Is your customer using the same controller you are testing with? How clean is your customer's power supply compared to yours?



------------------------------------------------------------------------
If it is broken, fix it. If it isn't broken, I'll soon fix that.
 
How -- and whether -- the controller switches from "trapezoidal" commutation to sinusoidal commutation depends totally on the controller and the strategy employed, and often on the motor as well.

The most common case for switching commutation strategies occurs when you are controlling a sinusoidally wound motor with an incremental quadrature encoder and Hall-style commutation sensor.

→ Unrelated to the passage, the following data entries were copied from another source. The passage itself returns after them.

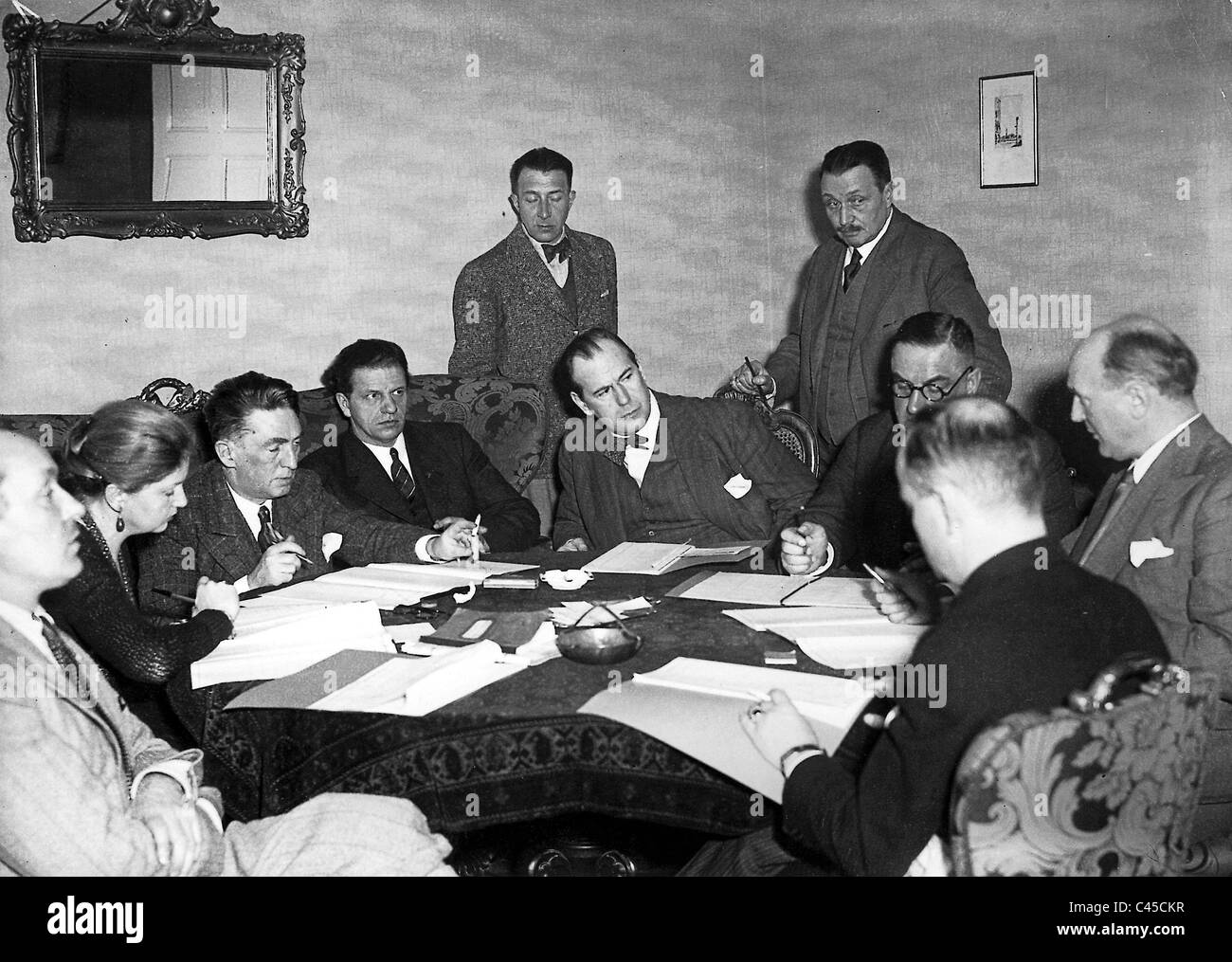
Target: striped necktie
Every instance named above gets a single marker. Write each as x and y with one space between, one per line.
64 657
1119 497
401 476
266 537
851 270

At power-up, the control's knowledge of the absolute rotor angle comes from the coarse Hall sensors, which only split the commutation cycle into 6 states. This means that the measurement error could be +/-30 degrees (electrical). Many controls will not try to employ sinusoidal commutation at this point off the high-resolution quadrature feedback, and just use the switching "six-step" commutation typically employed for trapezoidally wound motors.

However, when these controls get a better sense of the rotor angle, they switch over to a sinusoidal commutation strategy. Many controls do this as soon as they see the first Hall edge (whichever of the 6 edges it is). Some will wait until they see the once-around index pulse.

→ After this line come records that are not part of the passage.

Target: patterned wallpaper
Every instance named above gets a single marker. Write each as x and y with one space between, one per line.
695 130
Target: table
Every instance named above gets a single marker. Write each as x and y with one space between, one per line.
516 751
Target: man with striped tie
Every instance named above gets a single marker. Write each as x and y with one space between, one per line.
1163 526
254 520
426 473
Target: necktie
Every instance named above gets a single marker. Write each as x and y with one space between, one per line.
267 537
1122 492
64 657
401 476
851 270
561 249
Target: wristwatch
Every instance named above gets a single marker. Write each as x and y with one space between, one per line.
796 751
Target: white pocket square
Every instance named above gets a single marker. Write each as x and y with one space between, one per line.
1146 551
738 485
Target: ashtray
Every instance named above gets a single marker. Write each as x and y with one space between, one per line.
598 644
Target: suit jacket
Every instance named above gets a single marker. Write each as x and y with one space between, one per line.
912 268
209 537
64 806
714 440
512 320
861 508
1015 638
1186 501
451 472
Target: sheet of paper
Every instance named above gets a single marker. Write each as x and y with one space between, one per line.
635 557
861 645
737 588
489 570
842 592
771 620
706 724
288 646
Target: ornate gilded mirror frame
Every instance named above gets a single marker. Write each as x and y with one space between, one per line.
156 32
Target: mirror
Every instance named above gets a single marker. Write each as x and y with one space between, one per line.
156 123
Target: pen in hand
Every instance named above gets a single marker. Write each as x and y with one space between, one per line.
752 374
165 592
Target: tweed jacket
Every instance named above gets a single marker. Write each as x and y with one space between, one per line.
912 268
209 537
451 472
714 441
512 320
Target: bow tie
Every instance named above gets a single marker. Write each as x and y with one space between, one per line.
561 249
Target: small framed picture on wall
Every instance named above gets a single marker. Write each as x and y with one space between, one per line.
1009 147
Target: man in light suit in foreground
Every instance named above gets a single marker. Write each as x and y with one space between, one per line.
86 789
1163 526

In your case, you are not doing this approximate then accurate phasing, so there is not the need for this kind of switchover. However, I do have some issues with your strategy and your assertions about it.

You are establishing your phase reference by forcing current into a phase and letting the motor settle. (We call this the "stepper-motor phasing search" because at this point you are driving the motor like a stepper motor.) You believe this is more accurate than using a Hall-sensor edge, but I'm not so sure this is true with a loaded motor.

We have many users who use this method on an unloaded motor to mechanically align the Hall sensors (or to calculate the offset of the Hall sensor as is). However, in actual use with a loaded motor, they will use the Hall sensors -- first just state, and then edge, for more accurate phasing.

In many (most?) applications, your method on a loaded motor is subject to phasing error due to external loads. With iron core motors, the first thing you notice with small phasing errors is increased torque ripple (which can be different in opposite directions). Our field guys are very adamant that when someone uses your method to establish the initial phase angle, they should always do a sensor-based correction.

Another, fairly independent, issue has to do with your back EMF waveforms. I think you are saying you employ "trapezoidal commutation", which usually means a simple six-state switching commutation algorithm. Is your motor trapezoidally wound? That is, when you spin the motor up mechanically, are your phase back EMF waveforms substationally trapezoidal?

The lowest ripple comes from sinusoidal commutation on a sinusoidally wound motor (and minimal or no cogging torque). If you want to employ "six-step" commutation, you should use a trapezoidally wound motor (although you will never get perfectly trapezoidal windings, and you will get a perturbation every time you switch states).